19. It is the court's duty is to carefully weigh evidence, identify what is true and what is false, and base their judgment only on the reliable parts, even if some testimony is partly unreliable or contains exaggerations. The prosecution being a minister of justice shall put forth the best evidence in order to establish the alleged facts.
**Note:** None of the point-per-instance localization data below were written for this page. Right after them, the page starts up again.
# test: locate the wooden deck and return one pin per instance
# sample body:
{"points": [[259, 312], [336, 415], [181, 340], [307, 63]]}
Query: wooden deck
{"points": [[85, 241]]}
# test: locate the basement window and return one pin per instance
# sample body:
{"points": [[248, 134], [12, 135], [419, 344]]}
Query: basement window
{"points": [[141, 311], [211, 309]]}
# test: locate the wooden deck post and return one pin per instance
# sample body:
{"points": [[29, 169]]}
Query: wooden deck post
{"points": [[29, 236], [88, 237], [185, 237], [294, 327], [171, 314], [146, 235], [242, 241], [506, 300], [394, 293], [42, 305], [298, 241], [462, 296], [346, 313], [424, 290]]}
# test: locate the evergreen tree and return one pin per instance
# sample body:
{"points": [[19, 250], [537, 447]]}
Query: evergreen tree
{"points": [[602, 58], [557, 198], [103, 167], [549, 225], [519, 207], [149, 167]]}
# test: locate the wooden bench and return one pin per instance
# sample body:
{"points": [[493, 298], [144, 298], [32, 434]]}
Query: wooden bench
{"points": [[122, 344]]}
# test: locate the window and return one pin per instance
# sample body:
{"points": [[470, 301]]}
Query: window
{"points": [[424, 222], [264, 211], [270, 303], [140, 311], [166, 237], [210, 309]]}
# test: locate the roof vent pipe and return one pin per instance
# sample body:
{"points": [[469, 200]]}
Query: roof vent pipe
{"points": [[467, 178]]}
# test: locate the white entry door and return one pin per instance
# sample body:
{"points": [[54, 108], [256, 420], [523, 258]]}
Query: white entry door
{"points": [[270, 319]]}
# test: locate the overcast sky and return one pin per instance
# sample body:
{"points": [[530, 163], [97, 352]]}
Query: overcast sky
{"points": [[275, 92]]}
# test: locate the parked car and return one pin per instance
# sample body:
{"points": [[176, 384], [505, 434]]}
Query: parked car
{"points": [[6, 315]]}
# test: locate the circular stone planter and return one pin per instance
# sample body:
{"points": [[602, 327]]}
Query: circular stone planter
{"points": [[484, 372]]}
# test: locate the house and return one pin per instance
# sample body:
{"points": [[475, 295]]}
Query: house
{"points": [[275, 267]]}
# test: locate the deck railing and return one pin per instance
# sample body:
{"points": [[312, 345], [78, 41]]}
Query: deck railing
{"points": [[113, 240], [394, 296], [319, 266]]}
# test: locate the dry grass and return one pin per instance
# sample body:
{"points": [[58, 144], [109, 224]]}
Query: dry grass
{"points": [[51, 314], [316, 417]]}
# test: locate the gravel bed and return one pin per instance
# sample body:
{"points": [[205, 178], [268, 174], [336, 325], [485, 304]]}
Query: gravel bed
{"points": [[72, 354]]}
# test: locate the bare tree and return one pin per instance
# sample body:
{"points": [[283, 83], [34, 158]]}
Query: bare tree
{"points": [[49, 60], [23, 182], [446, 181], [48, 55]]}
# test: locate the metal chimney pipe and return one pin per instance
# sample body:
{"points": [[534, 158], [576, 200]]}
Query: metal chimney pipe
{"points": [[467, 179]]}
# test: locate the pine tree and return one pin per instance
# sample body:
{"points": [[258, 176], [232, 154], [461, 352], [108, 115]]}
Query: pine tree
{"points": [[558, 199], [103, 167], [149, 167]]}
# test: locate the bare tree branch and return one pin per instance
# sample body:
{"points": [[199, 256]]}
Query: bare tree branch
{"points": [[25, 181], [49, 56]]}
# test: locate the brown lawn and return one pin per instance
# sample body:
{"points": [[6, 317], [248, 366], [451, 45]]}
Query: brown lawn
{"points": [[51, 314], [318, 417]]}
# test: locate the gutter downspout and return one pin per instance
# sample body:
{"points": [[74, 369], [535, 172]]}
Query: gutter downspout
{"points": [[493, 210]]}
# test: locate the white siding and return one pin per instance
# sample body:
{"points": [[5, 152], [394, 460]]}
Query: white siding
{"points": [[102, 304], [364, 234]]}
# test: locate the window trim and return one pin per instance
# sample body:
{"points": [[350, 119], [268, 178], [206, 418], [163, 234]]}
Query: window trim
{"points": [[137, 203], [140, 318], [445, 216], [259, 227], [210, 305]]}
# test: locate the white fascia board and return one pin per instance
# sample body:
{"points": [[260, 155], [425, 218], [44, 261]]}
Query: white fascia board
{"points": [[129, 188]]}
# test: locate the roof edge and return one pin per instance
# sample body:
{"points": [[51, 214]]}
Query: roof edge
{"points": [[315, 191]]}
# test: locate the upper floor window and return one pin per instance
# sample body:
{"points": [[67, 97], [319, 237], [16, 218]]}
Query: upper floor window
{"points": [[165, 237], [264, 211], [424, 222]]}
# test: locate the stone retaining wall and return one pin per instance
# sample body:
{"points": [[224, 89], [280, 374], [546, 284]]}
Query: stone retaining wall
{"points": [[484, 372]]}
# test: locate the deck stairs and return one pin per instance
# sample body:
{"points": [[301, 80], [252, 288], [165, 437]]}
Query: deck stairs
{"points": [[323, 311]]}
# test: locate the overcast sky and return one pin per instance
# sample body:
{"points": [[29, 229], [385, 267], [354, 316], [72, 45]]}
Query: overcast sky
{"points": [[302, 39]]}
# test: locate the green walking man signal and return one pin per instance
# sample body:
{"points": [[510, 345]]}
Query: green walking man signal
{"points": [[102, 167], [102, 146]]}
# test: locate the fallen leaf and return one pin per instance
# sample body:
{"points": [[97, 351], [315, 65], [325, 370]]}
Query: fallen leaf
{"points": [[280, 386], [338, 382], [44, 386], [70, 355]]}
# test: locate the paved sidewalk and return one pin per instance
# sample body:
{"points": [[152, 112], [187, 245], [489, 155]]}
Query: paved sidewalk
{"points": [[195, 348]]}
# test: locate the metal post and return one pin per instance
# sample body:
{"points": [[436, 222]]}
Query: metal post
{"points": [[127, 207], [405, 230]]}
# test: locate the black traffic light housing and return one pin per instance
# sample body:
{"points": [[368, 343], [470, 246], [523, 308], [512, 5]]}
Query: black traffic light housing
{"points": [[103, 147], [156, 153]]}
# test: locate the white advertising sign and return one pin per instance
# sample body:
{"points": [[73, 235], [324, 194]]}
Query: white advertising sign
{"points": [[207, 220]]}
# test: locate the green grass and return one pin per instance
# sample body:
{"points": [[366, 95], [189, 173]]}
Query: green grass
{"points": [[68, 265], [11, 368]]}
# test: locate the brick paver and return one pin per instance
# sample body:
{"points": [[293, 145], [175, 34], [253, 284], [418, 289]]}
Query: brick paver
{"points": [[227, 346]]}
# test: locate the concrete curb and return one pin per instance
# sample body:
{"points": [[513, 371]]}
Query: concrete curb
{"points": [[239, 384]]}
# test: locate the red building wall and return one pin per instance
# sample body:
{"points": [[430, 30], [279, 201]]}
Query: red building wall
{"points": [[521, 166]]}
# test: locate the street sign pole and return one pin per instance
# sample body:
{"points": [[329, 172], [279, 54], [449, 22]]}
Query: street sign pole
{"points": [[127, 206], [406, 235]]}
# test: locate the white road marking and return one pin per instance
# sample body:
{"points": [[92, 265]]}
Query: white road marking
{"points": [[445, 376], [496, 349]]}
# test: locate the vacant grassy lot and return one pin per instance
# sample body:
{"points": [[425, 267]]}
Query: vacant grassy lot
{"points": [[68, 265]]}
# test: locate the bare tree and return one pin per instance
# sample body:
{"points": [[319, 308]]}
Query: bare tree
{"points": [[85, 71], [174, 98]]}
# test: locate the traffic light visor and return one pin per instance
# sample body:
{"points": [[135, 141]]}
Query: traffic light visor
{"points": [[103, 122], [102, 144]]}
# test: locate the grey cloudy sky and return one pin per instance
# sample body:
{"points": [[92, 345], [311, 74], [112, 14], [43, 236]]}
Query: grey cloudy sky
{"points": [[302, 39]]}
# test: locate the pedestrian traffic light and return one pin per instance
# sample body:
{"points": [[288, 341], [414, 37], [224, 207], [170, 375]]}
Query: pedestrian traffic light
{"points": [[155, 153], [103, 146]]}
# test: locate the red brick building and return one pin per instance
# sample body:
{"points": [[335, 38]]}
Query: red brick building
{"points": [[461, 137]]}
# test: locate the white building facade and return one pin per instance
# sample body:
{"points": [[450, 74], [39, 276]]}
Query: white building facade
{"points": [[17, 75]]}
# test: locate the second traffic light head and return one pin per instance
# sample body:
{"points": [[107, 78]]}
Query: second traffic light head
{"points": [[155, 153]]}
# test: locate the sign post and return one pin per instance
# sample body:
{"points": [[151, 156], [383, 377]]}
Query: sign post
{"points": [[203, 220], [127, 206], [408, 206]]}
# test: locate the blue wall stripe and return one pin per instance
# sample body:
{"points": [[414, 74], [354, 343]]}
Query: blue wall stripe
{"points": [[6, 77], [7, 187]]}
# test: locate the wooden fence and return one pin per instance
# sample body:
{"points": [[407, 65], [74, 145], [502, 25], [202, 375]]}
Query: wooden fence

After separating the grain from the chaff, re-appreciating the entire evidence put forth by the prosecution, having perused the impugned judgment and by following the principles of criminal jurisprudence; viewed from any angle, absolutely there is no cogent, convincing, clinching and trustworthy evidence, placed by the prosecution. However, the trial Court has convicted the accused only on the basis of presumptions, assumptions and surmises, which is not sustainable under law. Accordingly, the appellant has made out a ground to interfere with the impugned Judgment of conviction and order on sentence passed by the trial Court. Hence, I answer point that arose for consideration in the affirmative. 20. For reasons aforestated and discussions, I proceed to pass the following: ORDER i. Appeal is allowed; ii. Judgment of conviction dated 22 nd February 2013 and Order on sentence dated 23 rd February 2013 passed in SC No.85 of 2010 by the Additional District & Sessions Judge, Chitradurga, is set aside; iii. Accused is acquitted of the offence under sections 376(1), 342 and 506(2) of Indian Penal Code; iv. Registry to send the copy of this judgment along with the trial Court records to the concerned Court.